Does anyone know where to get the information for the statistics regarding suicide rates in EMTs? A friend of mine is working on petitioning govt's to pay EMTs more for the work they do, and wants to use suicide rates in this occupation as leverage, if applicable. Thank you. :unsure:


----------



## Flight-LP (Feb 12, 2008)

I do not know where you would find that information, but I doubt the success of using suicide as any bargaining chip with local governement. I think it will hurt more than it helps........................


----------



## Ridryder911 (Feb 12, 2008)

You might enquire to the NREMT research department, they might be able to assist you. I too also doubt that it would be beneficial in aiding in wages. I ask why one consider raises would decrease suicide rates? It would be hard to correlate suicide to the pay structure and it being the cause. There are several "poor" people that do not commit suicide, therefore eliminating the point. 

As well, this does bring up an issue that possibly a psychological evaluation maybe should explored for those entering the profession. Possibly in lieu of pay raises, psychological check ups and examinations should be performed. Just like those that perform under stress environment. 

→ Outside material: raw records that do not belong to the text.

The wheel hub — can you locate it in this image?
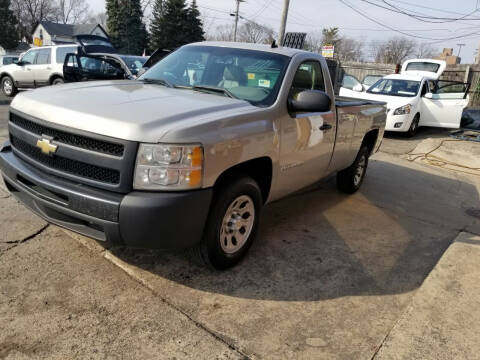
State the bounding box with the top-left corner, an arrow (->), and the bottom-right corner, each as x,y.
220,195 -> 255,254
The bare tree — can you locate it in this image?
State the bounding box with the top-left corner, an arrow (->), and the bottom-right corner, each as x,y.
237,21 -> 275,44
304,31 -> 323,53
87,11 -> 107,28
375,36 -> 416,64
336,37 -> 364,62
415,43 -> 438,59
10,0 -> 57,41
206,24 -> 233,42
54,0 -> 91,24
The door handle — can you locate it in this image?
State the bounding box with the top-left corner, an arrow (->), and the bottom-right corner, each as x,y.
319,124 -> 332,131
46,67 -> 52,70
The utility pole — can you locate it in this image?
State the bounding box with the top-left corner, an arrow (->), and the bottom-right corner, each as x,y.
232,0 -> 244,42
457,43 -> 465,57
278,0 -> 291,45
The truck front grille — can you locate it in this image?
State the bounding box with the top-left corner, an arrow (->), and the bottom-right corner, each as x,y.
10,113 -> 124,156
10,135 -> 120,184
8,111 -> 138,193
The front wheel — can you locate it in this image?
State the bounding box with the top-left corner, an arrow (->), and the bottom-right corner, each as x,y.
337,146 -> 370,194
191,176 -> 262,270
1,76 -> 17,97
406,114 -> 420,137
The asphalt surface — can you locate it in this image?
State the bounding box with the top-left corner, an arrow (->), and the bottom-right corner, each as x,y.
1,91 -> 479,359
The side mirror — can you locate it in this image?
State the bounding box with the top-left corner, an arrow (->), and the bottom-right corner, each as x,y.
353,84 -> 364,92
16,61 -> 25,66
288,90 -> 331,113
424,92 -> 433,99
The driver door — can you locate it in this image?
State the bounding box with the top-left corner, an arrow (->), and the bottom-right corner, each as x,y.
13,49 -> 38,88
421,80 -> 470,128
276,60 -> 336,195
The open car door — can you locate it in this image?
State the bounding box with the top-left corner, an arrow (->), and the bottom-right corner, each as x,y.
63,53 -> 128,83
420,80 -> 470,129
74,35 -> 116,55
136,48 -> 172,77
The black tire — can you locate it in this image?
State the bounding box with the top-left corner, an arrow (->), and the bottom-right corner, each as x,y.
51,77 -> 64,85
1,76 -> 17,97
406,114 -> 420,138
337,146 -> 369,194
191,176 -> 262,270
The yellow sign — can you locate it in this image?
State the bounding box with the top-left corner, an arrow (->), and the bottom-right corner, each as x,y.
321,44 -> 334,58
33,37 -> 43,47
248,73 -> 255,80
36,138 -> 57,155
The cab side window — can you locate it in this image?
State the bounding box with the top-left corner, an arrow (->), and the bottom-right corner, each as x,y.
35,48 -> 51,65
290,60 -> 325,98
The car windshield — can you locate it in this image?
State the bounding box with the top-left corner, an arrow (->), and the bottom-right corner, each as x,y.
120,55 -> 148,75
138,45 -> 290,106
367,78 -> 420,97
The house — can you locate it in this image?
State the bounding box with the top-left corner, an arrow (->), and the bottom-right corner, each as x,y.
31,21 -> 108,47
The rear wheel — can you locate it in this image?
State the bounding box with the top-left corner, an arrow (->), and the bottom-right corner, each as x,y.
406,114 -> 420,137
191,176 -> 262,270
51,77 -> 64,86
1,76 -> 17,97
337,146 -> 369,194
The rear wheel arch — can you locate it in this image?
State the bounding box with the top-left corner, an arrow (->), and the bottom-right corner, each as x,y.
361,128 -> 379,156
212,157 -> 273,204
50,74 -> 64,84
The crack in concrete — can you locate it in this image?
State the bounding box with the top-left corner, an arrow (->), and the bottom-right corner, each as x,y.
101,251 -> 252,360
0,224 -> 49,255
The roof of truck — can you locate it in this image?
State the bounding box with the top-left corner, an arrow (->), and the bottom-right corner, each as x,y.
188,41 -> 312,57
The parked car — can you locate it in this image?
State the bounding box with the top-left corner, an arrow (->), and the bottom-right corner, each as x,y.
0,42 -> 387,269
341,73 -> 384,95
63,53 -> 148,83
0,55 -> 19,67
0,44 -> 78,97
339,59 -> 469,136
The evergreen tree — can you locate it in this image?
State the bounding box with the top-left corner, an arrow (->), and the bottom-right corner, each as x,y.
149,0 -> 204,51
106,0 -> 147,55
0,0 -> 19,50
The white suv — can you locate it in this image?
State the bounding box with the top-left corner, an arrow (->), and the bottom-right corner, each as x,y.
0,45 -> 77,97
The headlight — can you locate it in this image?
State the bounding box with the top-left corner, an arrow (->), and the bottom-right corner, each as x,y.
393,104 -> 411,115
134,143 -> 203,190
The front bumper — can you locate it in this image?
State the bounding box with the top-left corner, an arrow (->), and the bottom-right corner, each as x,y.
385,113 -> 414,132
0,142 -> 213,250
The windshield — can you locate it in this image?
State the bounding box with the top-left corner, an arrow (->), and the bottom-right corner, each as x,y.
367,78 -> 420,97
120,55 -> 147,75
139,45 -> 290,106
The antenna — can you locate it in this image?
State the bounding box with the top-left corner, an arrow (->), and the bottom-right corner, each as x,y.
456,43 -> 465,57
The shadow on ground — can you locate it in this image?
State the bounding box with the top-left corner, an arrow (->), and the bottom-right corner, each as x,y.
107,157 -> 479,302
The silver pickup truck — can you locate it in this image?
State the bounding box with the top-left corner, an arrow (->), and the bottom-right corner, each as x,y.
0,42 -> 386,269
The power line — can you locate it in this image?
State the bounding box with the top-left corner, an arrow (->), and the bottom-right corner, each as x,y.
338,0 -> 480,41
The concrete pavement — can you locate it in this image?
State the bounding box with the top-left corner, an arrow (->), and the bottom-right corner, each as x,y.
1,99 -> 480,359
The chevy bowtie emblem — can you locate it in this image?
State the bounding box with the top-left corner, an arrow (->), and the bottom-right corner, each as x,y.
36,138 -> 58,156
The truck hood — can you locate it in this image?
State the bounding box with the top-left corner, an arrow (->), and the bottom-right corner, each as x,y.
10,80 -> 254,142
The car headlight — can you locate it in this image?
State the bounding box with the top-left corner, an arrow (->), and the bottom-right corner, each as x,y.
133,143 -> 203,190
393,104 -> 412,115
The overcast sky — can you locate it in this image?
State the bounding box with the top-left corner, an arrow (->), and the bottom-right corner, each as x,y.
88,0 -> 480,63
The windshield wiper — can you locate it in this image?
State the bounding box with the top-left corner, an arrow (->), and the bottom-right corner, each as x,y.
140,78 -> 173,88
192,85 -> 237,99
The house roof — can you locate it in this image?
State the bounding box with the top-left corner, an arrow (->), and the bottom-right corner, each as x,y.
38,21 -> 107,38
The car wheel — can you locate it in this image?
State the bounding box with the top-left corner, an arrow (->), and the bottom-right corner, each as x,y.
191,176 -> 262,270
52,77 -> 64,85
406,114 -> 420,138
1,76 -> 17,97
337,146 -> 369,194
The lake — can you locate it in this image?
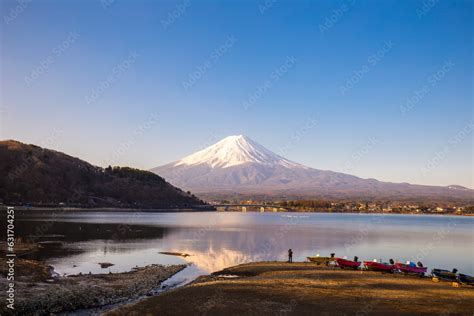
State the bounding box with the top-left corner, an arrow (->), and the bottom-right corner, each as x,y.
14,211 -> 474,284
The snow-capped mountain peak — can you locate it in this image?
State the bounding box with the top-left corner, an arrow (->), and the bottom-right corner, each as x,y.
174,135 -> 304,169
151,135 -> 474,202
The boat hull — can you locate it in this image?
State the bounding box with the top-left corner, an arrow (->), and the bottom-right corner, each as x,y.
364,261 -> 395,272
336,258 -> 361,269
395,263 -> 427,275
458,274 -> 474,285
431,269 -> 457,282
307,257 -> 333,265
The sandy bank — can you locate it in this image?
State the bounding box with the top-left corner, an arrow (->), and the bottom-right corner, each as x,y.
107,261 -> 474,316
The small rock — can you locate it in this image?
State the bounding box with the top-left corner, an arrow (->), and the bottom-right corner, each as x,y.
98,262 -> 114,268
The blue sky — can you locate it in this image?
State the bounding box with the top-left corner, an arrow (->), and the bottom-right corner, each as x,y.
1,0 -> 472,188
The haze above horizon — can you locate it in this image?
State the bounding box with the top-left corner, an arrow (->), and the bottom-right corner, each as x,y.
1,0 -> 472,188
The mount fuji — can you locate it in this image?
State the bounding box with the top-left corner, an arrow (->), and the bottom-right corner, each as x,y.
151,135 -> 473,201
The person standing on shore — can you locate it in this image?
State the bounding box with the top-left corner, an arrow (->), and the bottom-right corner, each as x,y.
288,249 -> 293,263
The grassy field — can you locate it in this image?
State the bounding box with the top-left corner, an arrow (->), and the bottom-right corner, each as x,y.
107,261 -> 474,316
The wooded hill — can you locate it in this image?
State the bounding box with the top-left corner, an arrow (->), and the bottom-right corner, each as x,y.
0,140 -> 208,209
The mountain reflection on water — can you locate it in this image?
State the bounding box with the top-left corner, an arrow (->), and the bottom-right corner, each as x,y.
13,211 -> 474,276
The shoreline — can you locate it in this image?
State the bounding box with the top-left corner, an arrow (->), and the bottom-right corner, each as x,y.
4,257 -> 474,315
107,261 -> 474,315
1,206 -> 215,212
4,205 -> 472,216
218,209 -> 474,216
0,258 -> 186,315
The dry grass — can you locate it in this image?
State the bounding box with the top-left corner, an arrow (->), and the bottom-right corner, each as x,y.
107,262 -> 474,316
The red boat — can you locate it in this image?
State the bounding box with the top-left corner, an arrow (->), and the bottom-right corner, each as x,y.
395,262 -> 427,275
364,261 -> 395,272
336,257 -> 361,269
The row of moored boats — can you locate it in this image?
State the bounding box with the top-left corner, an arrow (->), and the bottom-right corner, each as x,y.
306,254 -> 474,286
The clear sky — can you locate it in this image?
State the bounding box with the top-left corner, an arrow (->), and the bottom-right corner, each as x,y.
1,0 -> 472,188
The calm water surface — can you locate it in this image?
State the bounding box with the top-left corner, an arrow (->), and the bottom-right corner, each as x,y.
15,212 -> 474,281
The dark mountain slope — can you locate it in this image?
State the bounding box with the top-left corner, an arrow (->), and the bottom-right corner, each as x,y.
0,140 -> 207,209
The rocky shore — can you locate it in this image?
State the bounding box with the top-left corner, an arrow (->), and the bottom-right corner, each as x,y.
107,261 -> 474,316
0,258 -> 185,315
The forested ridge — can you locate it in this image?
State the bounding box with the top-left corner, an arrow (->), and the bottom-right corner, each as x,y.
0,140 -> 207,209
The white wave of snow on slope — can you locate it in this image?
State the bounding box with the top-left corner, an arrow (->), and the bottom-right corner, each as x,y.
174,135 -> 307,169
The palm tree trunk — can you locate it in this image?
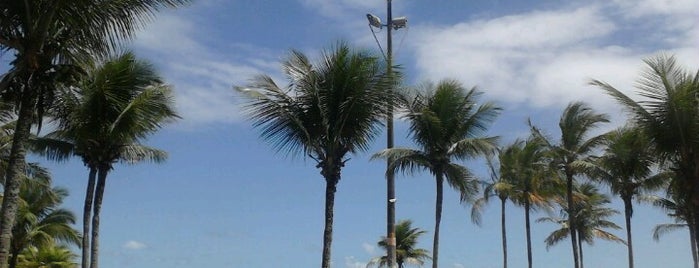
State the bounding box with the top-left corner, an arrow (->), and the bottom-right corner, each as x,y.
689,221 -> 698,268
693,193 -> 699,268
500,197 -> 507,268
623,198 -> 634,268
321,177 -> 339,268
566,170 -> 580,268
432,174 -> 444,268
578,231 -> 584,268
524,197 -> 532,268
90,168 -> 108,268
0,90 -> 37,268
8,245 -> 20,268
83,168 -> 97,268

If one is attempting to adjust raises, I suggest to stick to the facts that you provide an essential service. That you are part of the medical community and should have the benefits and wages as accordingly. I would using the "what if" scenario, if something should happen to their families or themselves; whom and how much should those indivuiduals recieve? 

R/r 911


----------



## DesertRatetteEMT (Feb 12, 2008)

Ridryder911 said:


> You might enquire to the NREMT research department, they might be able to assist you. I too also doubt that it would be beneficial in aiding in wages. I ask why one consider raises would decrease suicide rates? It would be hard to correlate suicide to the pay structure and it being the cause. There are several "poor" people that do not commit suicide, therefore eliminating the point.
> 
> As well, this does bring up an issue that possibly a psychological evaluation maybe should explored for those entering the profession. Possibly in lieu of pay raises, psychological check ups and examinations should be performed. Just like those that perform under stress environment.
> 
> ...





Good thinking. I'll let him know. I am doing some of my own letter writing about the wage thing, and hope for a response in the community. I would like to see changes. It's not only for my own sake, but for everyone who would benefit. Those ideas are fantastic! I'll have to fuss about those too.


----------



## Doc Kafka (Feb 12, 2008)

Perhaps wages play a part in some suicides.  
But most of the suicides that I've seen from coworkers dealt more with drug overdosages, and marital or relationship problems.

That is what I have seen.  

That subject would maybe be beneficial in getting more mental health counseling or more debriefings for the providers.


----------



## bonedog (Feb 13, 2008)

I would think a more useful tact would be to use the negative stats to lower your Unit Hour Utilization. 

I believe that unacceptable UHU's contribute to mental health issues, as people need down time to reflect and debrief.

Shift work and stress also increase substance abuse and divorce rates.


----------



## Ridryder911 (Feb 13, 2008)

Actually if you investigate EMS workers, you will be surprised upon what you will find. In _JEMS_ magazine there is a section called _Myth Busters_ written by two post graduate EMT's that work for NREMT. They do formal research on people in EMS. 

One of their discussion was upon those involved in EMS had a higher divorce rate than those not in EMS. In studies, EMS did not have a higher divorce rate than the common Joe. I was surprised, but since the national divorce rates are about 50% or higher, it makes sense. 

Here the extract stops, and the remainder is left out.